Participating in these fairs is prohibitively costly: An article in Artnet quotes a gallery’s total costs for showing at Art Basel Miami Beach as $105,500 — $65,000 of which is just the price of the booth. To undersell at a single fair would send any gallery into dire straits. Art fairs, however, remain one of the venues where the most works are sold, and to fully forgo art fairs would be for galleries to cut off a crucial revenue stream.
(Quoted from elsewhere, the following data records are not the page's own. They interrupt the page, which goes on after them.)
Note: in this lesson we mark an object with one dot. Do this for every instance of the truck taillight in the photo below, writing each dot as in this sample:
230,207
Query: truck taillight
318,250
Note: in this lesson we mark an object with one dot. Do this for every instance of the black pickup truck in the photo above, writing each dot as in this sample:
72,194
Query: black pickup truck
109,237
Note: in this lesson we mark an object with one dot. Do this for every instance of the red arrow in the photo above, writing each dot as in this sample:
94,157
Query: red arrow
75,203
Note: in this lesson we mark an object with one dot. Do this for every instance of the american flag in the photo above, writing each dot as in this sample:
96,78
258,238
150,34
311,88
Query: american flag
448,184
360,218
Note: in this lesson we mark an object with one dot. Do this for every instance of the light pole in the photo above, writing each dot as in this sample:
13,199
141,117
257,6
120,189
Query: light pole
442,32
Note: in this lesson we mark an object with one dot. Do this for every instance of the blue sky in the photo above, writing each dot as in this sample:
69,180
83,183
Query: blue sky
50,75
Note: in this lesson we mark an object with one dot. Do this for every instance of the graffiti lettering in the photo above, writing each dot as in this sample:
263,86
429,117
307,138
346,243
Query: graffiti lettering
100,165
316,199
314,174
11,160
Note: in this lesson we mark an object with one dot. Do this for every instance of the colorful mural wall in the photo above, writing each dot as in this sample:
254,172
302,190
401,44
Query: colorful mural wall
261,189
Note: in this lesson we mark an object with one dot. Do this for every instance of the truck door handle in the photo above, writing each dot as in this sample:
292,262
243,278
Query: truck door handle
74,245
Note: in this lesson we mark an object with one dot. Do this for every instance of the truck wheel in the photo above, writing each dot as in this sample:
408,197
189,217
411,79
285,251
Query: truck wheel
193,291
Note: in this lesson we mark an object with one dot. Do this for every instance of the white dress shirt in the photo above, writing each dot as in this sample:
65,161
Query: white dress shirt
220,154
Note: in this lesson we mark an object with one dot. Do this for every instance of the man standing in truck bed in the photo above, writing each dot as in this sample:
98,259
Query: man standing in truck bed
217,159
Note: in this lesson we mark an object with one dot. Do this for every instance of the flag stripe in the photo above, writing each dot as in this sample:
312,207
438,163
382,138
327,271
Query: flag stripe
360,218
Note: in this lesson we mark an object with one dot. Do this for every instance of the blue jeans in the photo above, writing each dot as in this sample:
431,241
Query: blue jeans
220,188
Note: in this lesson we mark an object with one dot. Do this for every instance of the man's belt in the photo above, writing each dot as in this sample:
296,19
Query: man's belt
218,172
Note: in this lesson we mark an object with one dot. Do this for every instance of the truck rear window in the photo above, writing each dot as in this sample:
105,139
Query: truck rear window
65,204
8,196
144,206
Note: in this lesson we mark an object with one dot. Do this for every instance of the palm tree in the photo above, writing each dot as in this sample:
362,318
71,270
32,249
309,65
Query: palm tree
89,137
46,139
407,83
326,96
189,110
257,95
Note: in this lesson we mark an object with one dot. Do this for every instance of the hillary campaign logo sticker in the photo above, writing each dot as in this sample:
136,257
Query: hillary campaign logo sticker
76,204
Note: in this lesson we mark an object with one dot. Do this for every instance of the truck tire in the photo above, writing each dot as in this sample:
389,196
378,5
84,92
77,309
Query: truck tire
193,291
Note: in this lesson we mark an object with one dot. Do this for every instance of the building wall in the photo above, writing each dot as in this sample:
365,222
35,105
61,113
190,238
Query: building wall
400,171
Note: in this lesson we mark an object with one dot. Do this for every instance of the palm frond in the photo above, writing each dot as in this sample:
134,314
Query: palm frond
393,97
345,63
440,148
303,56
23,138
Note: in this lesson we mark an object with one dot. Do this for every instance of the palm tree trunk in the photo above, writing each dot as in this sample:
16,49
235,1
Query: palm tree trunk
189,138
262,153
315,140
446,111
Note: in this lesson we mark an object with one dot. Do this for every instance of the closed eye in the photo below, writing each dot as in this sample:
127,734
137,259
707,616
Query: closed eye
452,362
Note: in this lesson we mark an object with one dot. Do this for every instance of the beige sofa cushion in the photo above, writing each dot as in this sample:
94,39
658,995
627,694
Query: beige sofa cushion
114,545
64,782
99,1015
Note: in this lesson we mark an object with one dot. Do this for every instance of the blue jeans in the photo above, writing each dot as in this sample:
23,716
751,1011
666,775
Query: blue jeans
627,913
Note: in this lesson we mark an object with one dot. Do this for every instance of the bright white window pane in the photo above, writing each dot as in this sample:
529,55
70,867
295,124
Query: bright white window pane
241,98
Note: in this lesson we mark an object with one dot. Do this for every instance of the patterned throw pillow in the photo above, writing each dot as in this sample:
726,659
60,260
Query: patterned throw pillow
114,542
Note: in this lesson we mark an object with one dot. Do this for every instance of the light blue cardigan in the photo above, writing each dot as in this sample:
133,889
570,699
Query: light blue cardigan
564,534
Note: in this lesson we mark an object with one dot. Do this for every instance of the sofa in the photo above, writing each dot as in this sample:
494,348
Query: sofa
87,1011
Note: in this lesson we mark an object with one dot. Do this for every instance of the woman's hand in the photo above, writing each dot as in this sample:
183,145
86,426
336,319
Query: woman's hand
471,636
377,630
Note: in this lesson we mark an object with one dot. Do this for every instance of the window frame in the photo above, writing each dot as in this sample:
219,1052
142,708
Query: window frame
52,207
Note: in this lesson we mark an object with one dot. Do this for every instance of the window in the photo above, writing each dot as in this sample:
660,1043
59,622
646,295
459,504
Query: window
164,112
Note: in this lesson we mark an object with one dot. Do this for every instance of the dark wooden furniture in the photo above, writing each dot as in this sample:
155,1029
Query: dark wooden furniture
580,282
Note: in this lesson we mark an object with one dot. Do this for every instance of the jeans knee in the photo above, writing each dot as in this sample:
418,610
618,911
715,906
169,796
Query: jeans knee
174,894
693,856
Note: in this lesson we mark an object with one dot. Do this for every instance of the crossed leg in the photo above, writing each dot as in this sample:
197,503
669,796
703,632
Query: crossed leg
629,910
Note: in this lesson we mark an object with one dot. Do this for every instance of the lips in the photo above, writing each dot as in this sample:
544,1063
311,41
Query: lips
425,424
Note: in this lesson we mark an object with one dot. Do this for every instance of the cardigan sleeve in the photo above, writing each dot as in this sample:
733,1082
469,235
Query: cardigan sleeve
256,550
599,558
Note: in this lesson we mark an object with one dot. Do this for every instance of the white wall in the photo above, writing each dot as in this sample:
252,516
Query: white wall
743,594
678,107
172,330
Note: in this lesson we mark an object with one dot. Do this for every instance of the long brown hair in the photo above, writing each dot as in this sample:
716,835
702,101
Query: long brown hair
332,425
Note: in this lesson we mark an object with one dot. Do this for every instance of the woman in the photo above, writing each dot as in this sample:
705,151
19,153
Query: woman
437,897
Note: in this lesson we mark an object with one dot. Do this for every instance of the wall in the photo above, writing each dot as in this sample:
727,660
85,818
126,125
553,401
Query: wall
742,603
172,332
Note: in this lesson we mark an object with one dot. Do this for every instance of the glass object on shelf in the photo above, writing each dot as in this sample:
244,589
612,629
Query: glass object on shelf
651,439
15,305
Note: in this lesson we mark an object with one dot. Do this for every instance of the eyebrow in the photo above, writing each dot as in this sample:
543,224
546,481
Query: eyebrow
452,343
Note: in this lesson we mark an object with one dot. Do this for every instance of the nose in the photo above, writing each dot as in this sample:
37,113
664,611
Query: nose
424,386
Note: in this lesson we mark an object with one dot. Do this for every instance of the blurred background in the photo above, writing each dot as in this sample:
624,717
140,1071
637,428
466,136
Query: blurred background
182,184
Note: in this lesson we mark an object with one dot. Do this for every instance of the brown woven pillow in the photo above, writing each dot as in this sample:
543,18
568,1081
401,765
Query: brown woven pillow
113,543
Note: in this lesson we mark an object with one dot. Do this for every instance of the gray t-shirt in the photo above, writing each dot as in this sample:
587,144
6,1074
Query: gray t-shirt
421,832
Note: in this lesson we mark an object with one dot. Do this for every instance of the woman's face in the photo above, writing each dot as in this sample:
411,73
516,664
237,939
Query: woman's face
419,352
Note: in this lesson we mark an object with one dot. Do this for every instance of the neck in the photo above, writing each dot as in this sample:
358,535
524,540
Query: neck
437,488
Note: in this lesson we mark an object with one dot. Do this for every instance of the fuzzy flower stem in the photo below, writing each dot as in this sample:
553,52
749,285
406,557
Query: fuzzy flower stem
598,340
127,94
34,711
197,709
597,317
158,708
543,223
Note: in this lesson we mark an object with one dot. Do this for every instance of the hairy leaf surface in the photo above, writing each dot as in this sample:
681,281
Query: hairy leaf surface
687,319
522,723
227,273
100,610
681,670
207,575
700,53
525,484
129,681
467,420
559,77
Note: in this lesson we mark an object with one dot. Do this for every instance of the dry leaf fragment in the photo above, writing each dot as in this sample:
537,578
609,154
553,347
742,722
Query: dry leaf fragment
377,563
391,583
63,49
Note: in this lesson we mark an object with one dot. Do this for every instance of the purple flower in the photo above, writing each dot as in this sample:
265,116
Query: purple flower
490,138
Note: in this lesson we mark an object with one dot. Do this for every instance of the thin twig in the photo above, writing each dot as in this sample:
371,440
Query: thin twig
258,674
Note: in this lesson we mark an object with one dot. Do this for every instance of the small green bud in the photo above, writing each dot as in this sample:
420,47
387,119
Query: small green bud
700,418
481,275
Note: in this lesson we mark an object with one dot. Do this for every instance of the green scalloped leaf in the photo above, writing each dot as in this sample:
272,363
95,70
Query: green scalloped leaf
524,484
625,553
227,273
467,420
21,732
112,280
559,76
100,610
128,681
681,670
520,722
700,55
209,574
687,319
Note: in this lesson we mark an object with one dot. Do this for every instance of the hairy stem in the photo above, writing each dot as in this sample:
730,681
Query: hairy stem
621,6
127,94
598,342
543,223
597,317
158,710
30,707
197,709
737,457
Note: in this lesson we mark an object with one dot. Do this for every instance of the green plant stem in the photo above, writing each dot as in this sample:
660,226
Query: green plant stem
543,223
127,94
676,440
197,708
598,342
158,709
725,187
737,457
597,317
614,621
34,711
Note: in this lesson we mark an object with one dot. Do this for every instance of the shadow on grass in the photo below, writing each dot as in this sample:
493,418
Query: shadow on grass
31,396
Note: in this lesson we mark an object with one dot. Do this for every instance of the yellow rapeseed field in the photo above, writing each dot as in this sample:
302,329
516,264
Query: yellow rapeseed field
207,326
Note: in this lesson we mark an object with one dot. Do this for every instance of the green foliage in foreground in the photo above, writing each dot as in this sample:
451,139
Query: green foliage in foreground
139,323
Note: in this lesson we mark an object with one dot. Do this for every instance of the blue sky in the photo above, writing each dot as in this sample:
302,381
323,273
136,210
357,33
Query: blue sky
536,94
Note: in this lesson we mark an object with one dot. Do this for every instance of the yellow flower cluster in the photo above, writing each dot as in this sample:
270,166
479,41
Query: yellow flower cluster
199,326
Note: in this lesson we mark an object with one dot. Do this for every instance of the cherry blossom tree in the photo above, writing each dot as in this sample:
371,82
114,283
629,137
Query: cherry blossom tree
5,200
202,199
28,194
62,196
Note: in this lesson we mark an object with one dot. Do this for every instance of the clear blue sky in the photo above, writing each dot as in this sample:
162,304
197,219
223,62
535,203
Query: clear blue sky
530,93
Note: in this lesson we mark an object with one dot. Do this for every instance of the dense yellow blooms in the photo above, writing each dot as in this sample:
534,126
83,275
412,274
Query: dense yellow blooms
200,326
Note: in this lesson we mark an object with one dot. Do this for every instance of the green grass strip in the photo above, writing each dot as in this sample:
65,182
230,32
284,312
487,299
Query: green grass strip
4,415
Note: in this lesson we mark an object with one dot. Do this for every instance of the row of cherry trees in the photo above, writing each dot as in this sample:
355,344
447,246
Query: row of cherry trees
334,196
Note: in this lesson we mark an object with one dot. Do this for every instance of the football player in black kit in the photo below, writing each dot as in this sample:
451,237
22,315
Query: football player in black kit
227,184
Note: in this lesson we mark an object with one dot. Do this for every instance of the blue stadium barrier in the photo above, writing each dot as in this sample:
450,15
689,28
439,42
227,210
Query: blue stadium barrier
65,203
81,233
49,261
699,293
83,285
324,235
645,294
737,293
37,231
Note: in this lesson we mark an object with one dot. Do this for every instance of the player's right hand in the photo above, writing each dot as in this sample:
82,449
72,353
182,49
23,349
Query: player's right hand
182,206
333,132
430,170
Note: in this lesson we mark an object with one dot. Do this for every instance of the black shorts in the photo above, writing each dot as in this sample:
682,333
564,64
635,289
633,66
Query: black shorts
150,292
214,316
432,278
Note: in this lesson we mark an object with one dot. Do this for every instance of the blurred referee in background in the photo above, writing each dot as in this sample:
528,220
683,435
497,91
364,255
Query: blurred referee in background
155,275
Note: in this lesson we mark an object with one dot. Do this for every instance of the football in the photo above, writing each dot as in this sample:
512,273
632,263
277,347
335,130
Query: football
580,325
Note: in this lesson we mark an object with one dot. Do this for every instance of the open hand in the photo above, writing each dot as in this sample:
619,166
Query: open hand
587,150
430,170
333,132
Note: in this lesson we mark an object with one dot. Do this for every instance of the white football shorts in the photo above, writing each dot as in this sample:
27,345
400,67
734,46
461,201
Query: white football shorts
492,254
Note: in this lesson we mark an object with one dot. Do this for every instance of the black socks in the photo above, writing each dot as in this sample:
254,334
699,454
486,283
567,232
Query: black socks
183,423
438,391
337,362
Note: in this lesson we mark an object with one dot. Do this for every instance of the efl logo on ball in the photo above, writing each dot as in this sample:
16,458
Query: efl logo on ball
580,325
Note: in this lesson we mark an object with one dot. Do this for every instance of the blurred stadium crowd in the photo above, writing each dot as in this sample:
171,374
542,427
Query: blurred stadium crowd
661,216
In light of this, Mr. Spiegler’s admonition that galleries must remain locally focused comes across as condescending, unhelpful and unaware of the role that the author himself has played in destabilizing the art market. It is art itself that suffers the most, with artists feeling the pressure to churn out inoffensive works their galleries can sell to remain afloat.
Andrew Wagner
Berlin
To the Editor:
While Marc Spiegler does identify stagnation in the demand for art as a core problem affecting the financial viability of many art galleries, he omits the reason demand has remained flat. Most galleries are still selling artwork the same way they did 50 years ago.
The landscape of the way consumers buy art has changed. You can now buy a painting on an online art platform. Artists can market directly to buyers on social media platforms like Instagram.
Not long ago, an artist’s Instagram account showed up in my feed. After a couple of direct messages and emails, we arranged a virtual tour of his studio 3,000 miles away. I bought one of his paintings.
It is extraordinarily difficult for most brick-and-mortar stores in any industry to survive, and that is especially true for art galleries. These large art shows may create a lot of foot traffic, but that doesn’t always translate to robust on-site sales for the galleries.
Galleries should try to stimulate consumer demand based on the intrinsic rewards of collecting art and not the extrinsic benefits. Most savvy art collectors buy paintings because they love the artwork and not because they expect the painting to appreciate significantly.
Art galleries will have to innovate their approach to sales and bring real value to buyers; otherwise, they will become another example of a dying brick-and-mortar business.
Steven Lutzer
Los Angeles
To the Editor:
I agree with Marc Spiegler. Galleries are not OK.
As an art adviser for more than 30 years, I know firsthand and from colleagues at galleries — from the major blue-chip galleries to emerging ones — that everyone is complaining of lower sales, some down as much as 50 percent from last year.
The expansion of the market has been exhausting even for advisers like me who love what we do intensely. We travel constantly and comb through thousands of previews each year to make sure we’ve seen everything on the open market so that our clients are offered the best artwork available.
Galleries should always turn to their local communities of collectors to deepen their relationships, but collectors can’t just acquire work locally. Globalization gave our clients access to magnificent work by artists from South Korea, African nations, Brazil and elsewhere. We can’t put the genie back in the bottle, and I believe that collectors should continue supporting galleries around the world.
Selecting a serious but small group of trusted dealers is a way to navigate through the plethora of art. Most important, collectors should love what they buy.
It’s unfortunate that artists and galleries are being hurt in this market contraction, but the legally enforceable resale agreement that Mr. Spiegler is arguing for is not the answer. Collectors will always want the power to decide whether to leave their collections to museums or their families or to sell them when they are ready.
Victoria Burns
New York
To the Editor:
I take Marc Spiegler’s point that dealers and galleries are scrambling to adapt to a new art market. There is no training manual for art dealers or artists. But trust me, artists will be OK.
As an artist in the fourth decade of my professional career, I’ve seen my work sell better when the economy was down. During the 2008-9 global economic meltdown, some galleries ran for the hills and dropped out of Art Basel Miami Beach — as some did this past year. In 2009, however, the art fair behaved like a casino and took money from anyone willing to come to the table and play. That opened up spots for art dealers and artists who normally could not get in the door, including me.
My dealer at the time, based in Paris, accepted an invitation to the Miami Beach fair and decided to show my drawings, paintings and furniture pieces. We sold like hotcakes, as the expression goes. There were still plenty of collectors willing to spend money, even as the economy was crumbling.
For whatever reason, we were never invited back to Miami Beach, but my work continued to sell and thrive at other art fairs. Hopefully, the recent instability in the market will create opportunities for other galleries and artists looking for a break — which, as an artist, you always are.
David Kramer
New York
To the Editor:
Sorry, Marc Spiegler, but galleries are not the engine of the art world. Artists and their art are. Culture only trickles up, and money never trickles down.